The Bad: Yamaha YZF-R1 SP 2006 | £9,995
eBay link: www.ebay.co.uk/itm/253286336736
By the mid noughties the R1 was playing catch up, the three other Japanese manufacturers had not only caught up with the R1; they had surpassed it. It was a golden time for the one litre sportsbike. To try and stay ahead of the GSX-R1000K5, ZX-10R and Honda CBR1000 Fireblade, Yamaha needed a new model; until that arrived they pimped up the existing one!
The 5YY model was treated to upgraded suspension courtesy of Ohlins, lightweight wheels from Marchesini and other less in your face mods. It was topped of with a ‘Gunsmoke Blue’ and black paint job.
The downside to all of this was the price, with a retail price of £14,000 it was £5,000 more than a stock 2006 model. We’ve found the best example of the SP model that’s currently for sale, and it really is a beauty.
It’s covered 7,300 miles and it’s been pampered by three owners. The bike is number 47 from the 500 bikes that came to Europe. There’s plenty of service history and even the original bill of sale is present.
Anorak Fact: The YZF R1 SP produced 175bhp and weighed 175kg.
The Ugly: R1 powered Bombadier Quad | £7,995
eBay link: www.ebay.co.uk/itm/253038776904
Since 1998 there’s been a healthy appetite for R1 engines, every time an R1 gets broken for parts the chances are that the engine will not go back in a bike. For years the kit car world has utilised motorcycle engines to propel shed built creations and it’s easy to see why.
A four-cylinder 1000cc engine is a compact unit, and unlike car engines everything is contained within the crankcases. There’s no need to add weight with an external gearbox and clutch.
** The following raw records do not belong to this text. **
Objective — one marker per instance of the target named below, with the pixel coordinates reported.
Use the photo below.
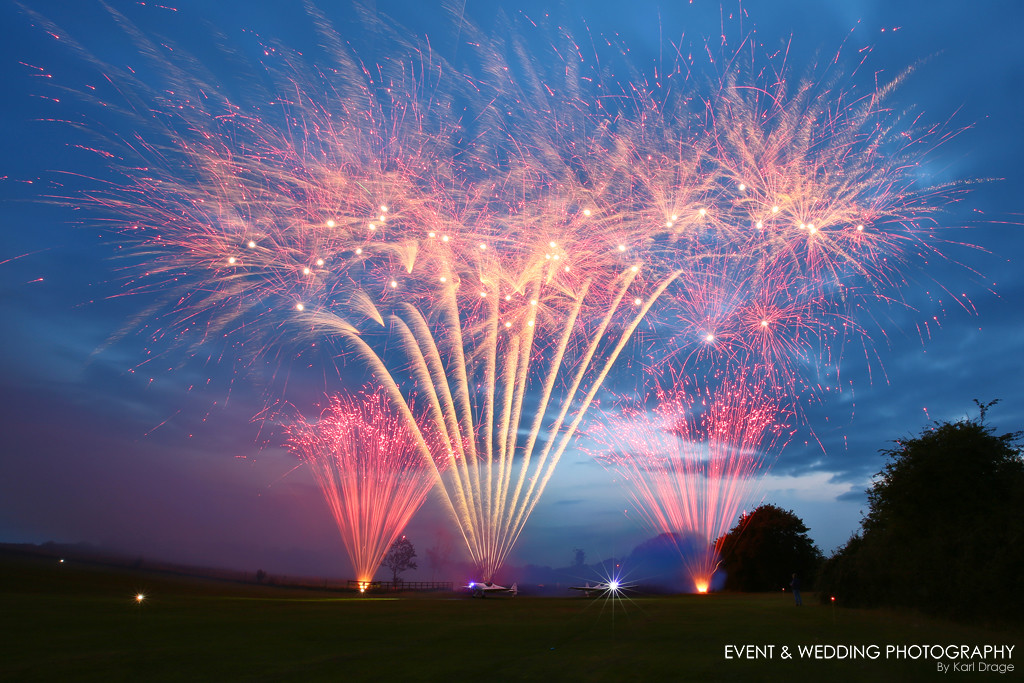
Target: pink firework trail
(498, 259)
(695, 460)
(370, 471)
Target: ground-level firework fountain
(367, 466)
(485, 241)
(693, 461)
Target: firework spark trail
(502, 255)
(366, 463)
(696, 459)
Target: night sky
(161, 457)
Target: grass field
(76, 622)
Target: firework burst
(489, 239)
(373, 478)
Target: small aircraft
(480, 589)
(600, 588)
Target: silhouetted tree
(944, 530)
(765, 548)
(399, 558)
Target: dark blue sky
(162, 458)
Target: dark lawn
(75, 622)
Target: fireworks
(691, 465)
(495, 261)
(370, 472)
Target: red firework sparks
(513, 247)
(367, 464)
(696, 459)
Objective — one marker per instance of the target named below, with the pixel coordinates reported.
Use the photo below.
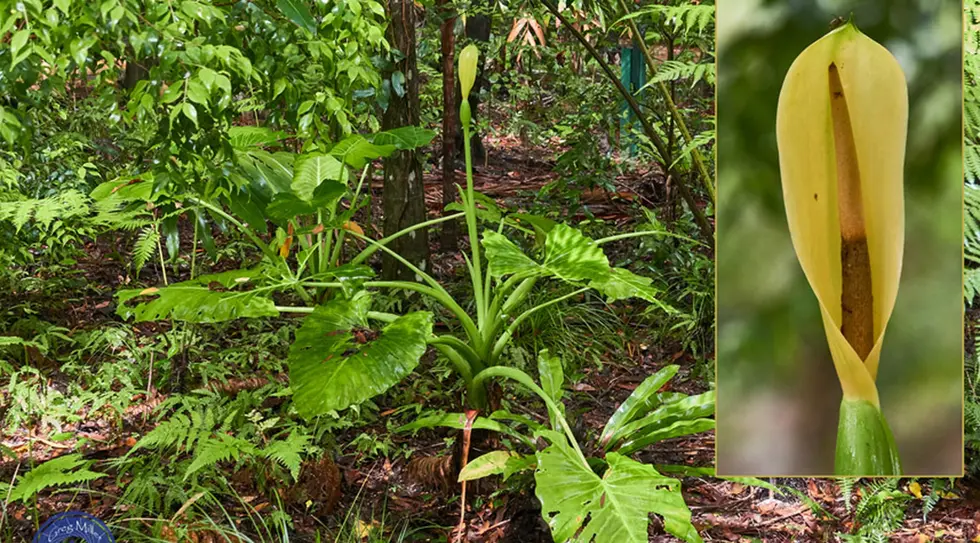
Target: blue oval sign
(73, 526)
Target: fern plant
(971, 227)
(879, 511)
(70, 469)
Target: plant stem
(470, 205)
(371, 249)
(505, 337)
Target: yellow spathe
(467, 69)
(877, 97)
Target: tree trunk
(478, 27)
(450, 230)
(403, 199)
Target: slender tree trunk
(403, 199)
(450, 230)
(478, 26)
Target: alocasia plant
(594, 499)
(302, 196)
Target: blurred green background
(778, 394)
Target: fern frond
(67, 204)
(846, 485)
(676, 70)
(220, 448)
(683, 18)
(70, 469)
(287, 452)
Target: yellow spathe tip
(467, 69)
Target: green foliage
(70, 469)
(353, 373)
(584, 499)
(209, 298)
(213, 434)
(879, 511)
(676, 70)
(616, 504)
(971, 227)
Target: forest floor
(384, 487)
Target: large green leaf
(297, 12)
(505, 258)
(205, 299)
(406, 137)
(677, 429)
(286, 205)
(491, 463)
(572, 256)
(580, 506)
(642, 400)
(620, 284)
(688, 408)
(312, 169)
(329, 371)
(357, 151)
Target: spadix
(840, 128)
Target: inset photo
(839, 238)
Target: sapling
(840, 129)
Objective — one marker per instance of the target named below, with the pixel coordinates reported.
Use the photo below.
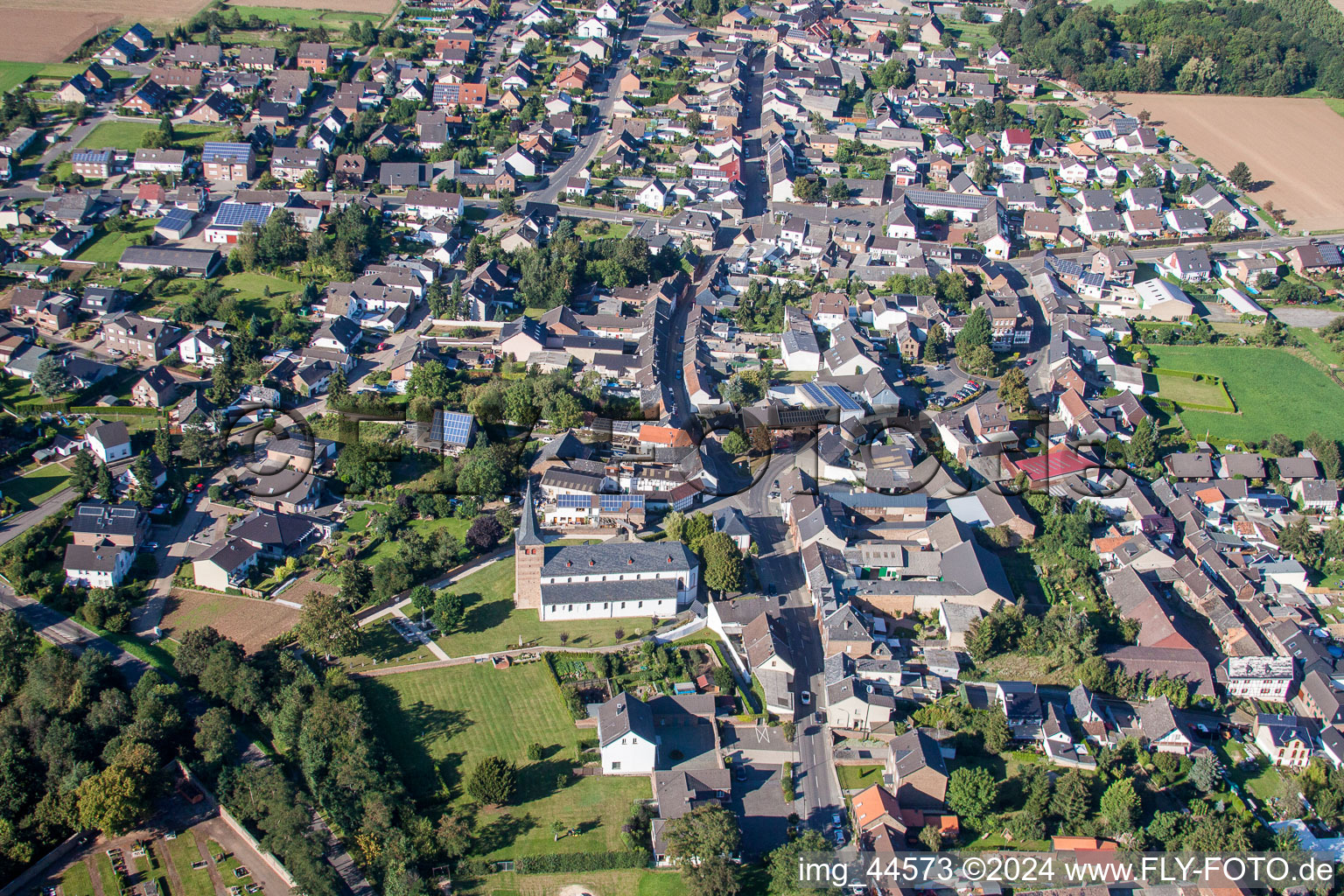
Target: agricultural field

It’s not just those building funky motors that are attracted to the advantages of using a high performance motorcycle engine to provide power for their builds. This quad was once powered by a 650cc engine, that was obviously way too tame so at some point a Yamaha R1 was sourced and fitted.
Sticking such a powerful engine in something not too far removed from a go kart will appeal to some, and scare the pants of others!
The seller doesn’t offer too much info on the four wheeled R1, other than to point out that it’s still registered as a 650cc on the V5 - you might want to change that before insuring it!
Anorak Fact: Early 4XV model engines can be purchased for around £500, newer 2015 2CR engines will set you back around £4,000.